Robert A. Zucker, Ph.D., professor of  psychiatry at the  University of Michigan, Ann Arbor, and his team looked the relationship between early developmental processes and the continuity of risk for underage and problem drinking by summarizing the evidence on early pathways toward and away from underage drinking.  This article has a particular focus on the risk and protective factors, mediators, and moderators of risk for underage drinking that become evident during the preschool and early school years.

In “ Transitions into Underage Drinking and Problem Drinking: Developmental Processes and Mechanisms between Ages 10-15” - Michael Windle, Ph.D., professor and chair, Department of Behavioral Sciences and Health Education at Emory University in Atlanta,  and his group examined pre- and mid-teen groups during the time when the initial initiation and escalation of alcohol use commonly occurs, in relation to puberty, structural and functional maturation of the brain, and changes in social contexts.

Looking at the next age group, youth aged 16-20, Sandra Brown, Ph.D.,  professor of psychology at the University of California, San Diego, and colleagues review the normative neurological, cognitive, and social changes that typically occur in late adolescence. Their report discusses evidence for the impact of these transitions on individual drinking trajectories. The team also describes evidence linking heavy alcohol use in late adolescence with neurological and social impairments.

“Ensuring that pediatricians have access to this new data and a comprehensive view of how alcoholism affects our youth, matched to their developmental processes, will help physicians take a new look at these issues and the impact that early alcohol consumption can have on the life of not only the child, and teenager, but for the life of the individual,’’ said Elias A. Zerhouni, M.D., director of the NIH.

Examining prevention strategies, Richard Spoth, Ph.D., director of the Partnerships in Prevention Science Institute at Iowa State University, and his team reviewed the current evidence base for preventive interventions addressing underage drinking. They recommend applying emerging consumer-oriented and community-participatory models for intervention development and research as a strategy.

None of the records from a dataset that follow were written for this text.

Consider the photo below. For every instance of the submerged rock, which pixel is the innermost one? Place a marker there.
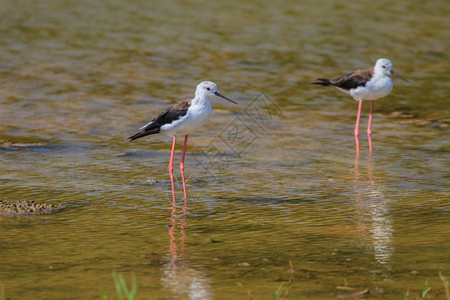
(25, 208)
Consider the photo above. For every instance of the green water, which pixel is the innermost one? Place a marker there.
(77, 78)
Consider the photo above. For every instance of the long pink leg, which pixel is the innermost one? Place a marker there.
(357, 125)
(369, 126)
(171, 169)
(182, 167)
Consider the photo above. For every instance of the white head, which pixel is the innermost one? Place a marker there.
(208, 88)
(384, 66)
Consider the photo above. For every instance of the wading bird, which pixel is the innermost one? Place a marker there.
(182, 117)
(367, 84)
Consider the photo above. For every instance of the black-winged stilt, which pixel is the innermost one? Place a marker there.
(182, 117)
(367, 84)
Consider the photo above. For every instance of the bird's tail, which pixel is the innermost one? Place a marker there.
(322, 81)
(143, 133)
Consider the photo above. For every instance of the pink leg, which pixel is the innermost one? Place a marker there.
(171, 169)
(357, 126)
(369, 126)
(182, 168)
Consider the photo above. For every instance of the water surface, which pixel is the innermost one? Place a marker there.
(77, 78)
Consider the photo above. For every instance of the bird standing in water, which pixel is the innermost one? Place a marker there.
(182, 117)
(368, 84)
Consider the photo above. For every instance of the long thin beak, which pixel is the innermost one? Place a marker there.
(395, 74)
(222, 96)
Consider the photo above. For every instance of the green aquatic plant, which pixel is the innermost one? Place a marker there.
(279, 291)
(122, 289)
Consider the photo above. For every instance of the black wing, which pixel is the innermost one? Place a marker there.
(171, 114)
(350, 81)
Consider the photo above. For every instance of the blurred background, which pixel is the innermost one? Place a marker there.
(272, 181)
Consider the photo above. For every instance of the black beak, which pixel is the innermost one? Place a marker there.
(395, 74)
(222, 96)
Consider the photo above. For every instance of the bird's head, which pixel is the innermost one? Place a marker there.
(209, 88)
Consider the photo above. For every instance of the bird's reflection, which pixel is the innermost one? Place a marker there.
(178, 276)
(373, 215)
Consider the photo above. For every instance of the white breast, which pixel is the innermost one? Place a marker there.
(377, 87)
(196, 115)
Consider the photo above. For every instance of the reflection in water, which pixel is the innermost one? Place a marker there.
(373, 212)
(178, 277)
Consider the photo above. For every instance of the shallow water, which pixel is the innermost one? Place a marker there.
(271, 181)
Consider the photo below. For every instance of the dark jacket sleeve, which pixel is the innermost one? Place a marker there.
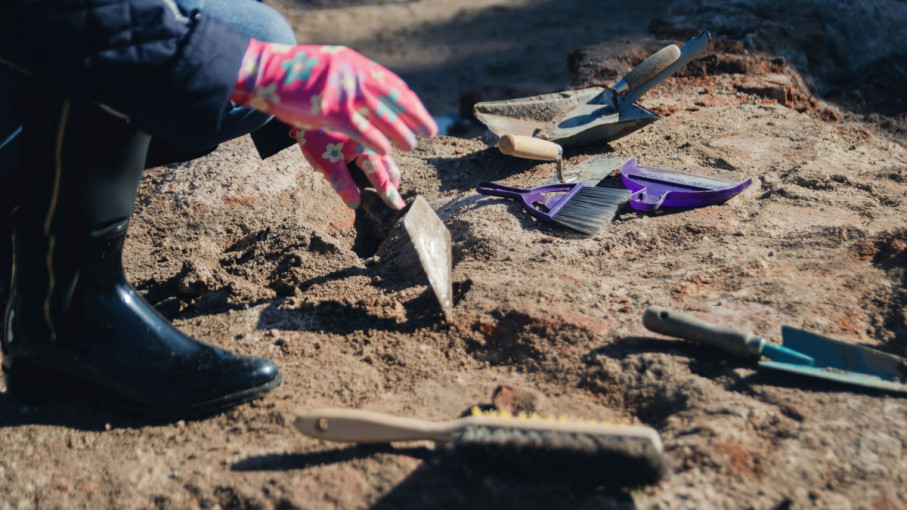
(169, 71)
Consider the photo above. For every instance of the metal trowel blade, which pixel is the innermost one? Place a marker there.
(842, 362)
(431, 240)
(590, 172)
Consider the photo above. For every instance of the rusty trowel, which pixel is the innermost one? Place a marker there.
(422, 231)
(594, 113)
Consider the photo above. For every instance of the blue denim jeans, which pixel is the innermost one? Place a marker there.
(258, 21)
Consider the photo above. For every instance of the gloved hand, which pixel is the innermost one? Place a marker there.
(332, 88)
(329, 153)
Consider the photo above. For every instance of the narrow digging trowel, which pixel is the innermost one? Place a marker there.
(801, 352)
(594, 113)
(422, 231)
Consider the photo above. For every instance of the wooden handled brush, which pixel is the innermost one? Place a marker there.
(530, 448)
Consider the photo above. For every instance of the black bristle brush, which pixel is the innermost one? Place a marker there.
(528, 448)
(583, 208)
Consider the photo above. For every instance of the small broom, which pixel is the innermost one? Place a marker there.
(529, 448)
(586, 209)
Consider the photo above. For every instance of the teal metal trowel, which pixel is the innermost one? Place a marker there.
(801, 352)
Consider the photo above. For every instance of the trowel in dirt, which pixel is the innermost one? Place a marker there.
(801, 352)
(594, 113)
(422, 230)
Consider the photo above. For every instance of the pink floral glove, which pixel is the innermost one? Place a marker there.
(329, 153)
(332, 88)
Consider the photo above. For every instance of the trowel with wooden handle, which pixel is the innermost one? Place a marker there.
(801, 352)
(594, 113)
(422, 230)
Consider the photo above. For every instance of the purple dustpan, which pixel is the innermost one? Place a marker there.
(656, 187)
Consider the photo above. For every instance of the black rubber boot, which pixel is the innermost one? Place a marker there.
(73, 324)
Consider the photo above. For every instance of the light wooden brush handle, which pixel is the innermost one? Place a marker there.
(530, 148)
(356, 426)
(352, 425)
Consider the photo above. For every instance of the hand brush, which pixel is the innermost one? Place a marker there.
(530, 448)
(586, 209)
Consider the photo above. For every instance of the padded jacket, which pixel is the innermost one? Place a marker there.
(170, 72)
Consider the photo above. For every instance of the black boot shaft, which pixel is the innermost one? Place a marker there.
(73, 322)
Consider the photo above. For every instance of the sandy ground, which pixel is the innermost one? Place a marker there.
(261, 258)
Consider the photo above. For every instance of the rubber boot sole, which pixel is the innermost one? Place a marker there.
(34, 384)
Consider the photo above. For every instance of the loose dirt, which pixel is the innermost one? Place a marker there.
(262, 258)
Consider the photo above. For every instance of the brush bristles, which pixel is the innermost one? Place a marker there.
(540, 456)
(591, 208)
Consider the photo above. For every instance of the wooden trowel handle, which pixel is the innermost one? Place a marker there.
(648, 68)
(529, 148)
(740, 343)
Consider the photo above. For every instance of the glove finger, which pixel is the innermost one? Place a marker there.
(380, 170)
(362, 130)
(324, 151)
(384, 82)
(416, 116)
(385, 113)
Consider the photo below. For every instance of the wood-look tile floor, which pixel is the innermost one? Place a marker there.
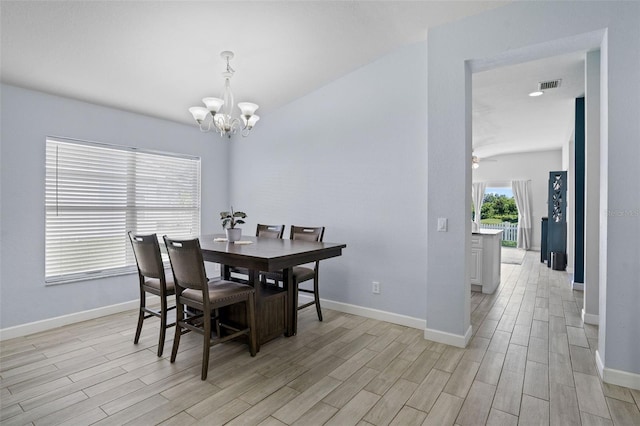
(531, 361)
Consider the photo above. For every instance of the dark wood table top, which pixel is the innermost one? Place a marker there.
(267, 254)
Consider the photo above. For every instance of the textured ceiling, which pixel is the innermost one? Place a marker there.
(159, 58)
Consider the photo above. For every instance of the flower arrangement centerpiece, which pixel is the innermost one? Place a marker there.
(229, 221)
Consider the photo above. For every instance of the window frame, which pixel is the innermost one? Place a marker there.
(134, 157)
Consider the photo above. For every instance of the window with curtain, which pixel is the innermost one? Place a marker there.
(96, 193)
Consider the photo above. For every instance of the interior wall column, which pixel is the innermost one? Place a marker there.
(592, 189)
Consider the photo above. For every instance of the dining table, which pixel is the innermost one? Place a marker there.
(276, 307)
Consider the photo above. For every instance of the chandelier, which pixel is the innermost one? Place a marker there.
(218, 114)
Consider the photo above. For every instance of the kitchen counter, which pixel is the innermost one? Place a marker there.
(486, 251)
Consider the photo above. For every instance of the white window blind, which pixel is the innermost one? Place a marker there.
(96, 193)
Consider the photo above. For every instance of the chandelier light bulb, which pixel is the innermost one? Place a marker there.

In an article called, "Developmentally Informed Research on the Effectiveness of Clinical Trials (DIRECT): A Primer for Directly Assessing How Developmental Issues May Influence Treatment Response among Adolescents with Alcohol Problems" Eric F. Wagner, Ph.D., associate professor in the Community-Based Intervention Research Group at FloridaInternationalUniversity, reviews the degree to which developmental processes have been considered in adolescent alcohol treatment research and discusses promising concepts and methodologies from applied developmental science.

Alcohol treatment outcome studies discussed by Deborah Deas, M.D., M.P.H., professor of psychiatry at the Medical University of South Carolina in Charleston, include family-based interventions, motivational interviewing, behavioral therapy, cognitive behavioral therapy, and limited pharmacotherapy studies.

“These papers comprehensively address the complex relationship between development and underage drinking,” noted Vivian B. Faden, Ph.D. deputy director of NIAAA’s Division of Epidemiology and Prevention Research and co-editor of the Pediatrics supplement.  By providing clinicians with this information, we anticipate that this supplement will advance the goals set forth in the U.S. Surgeon General's recent Call to Action to Prevent and Reduce Underage Drinking.”

Released in March of 2007, the Surgeon General’s first Call to Action on underage drinking appealed to Americans to do more to stop America’s 11 million current underage drinkers from using alcohol, and to keep other young people from starting.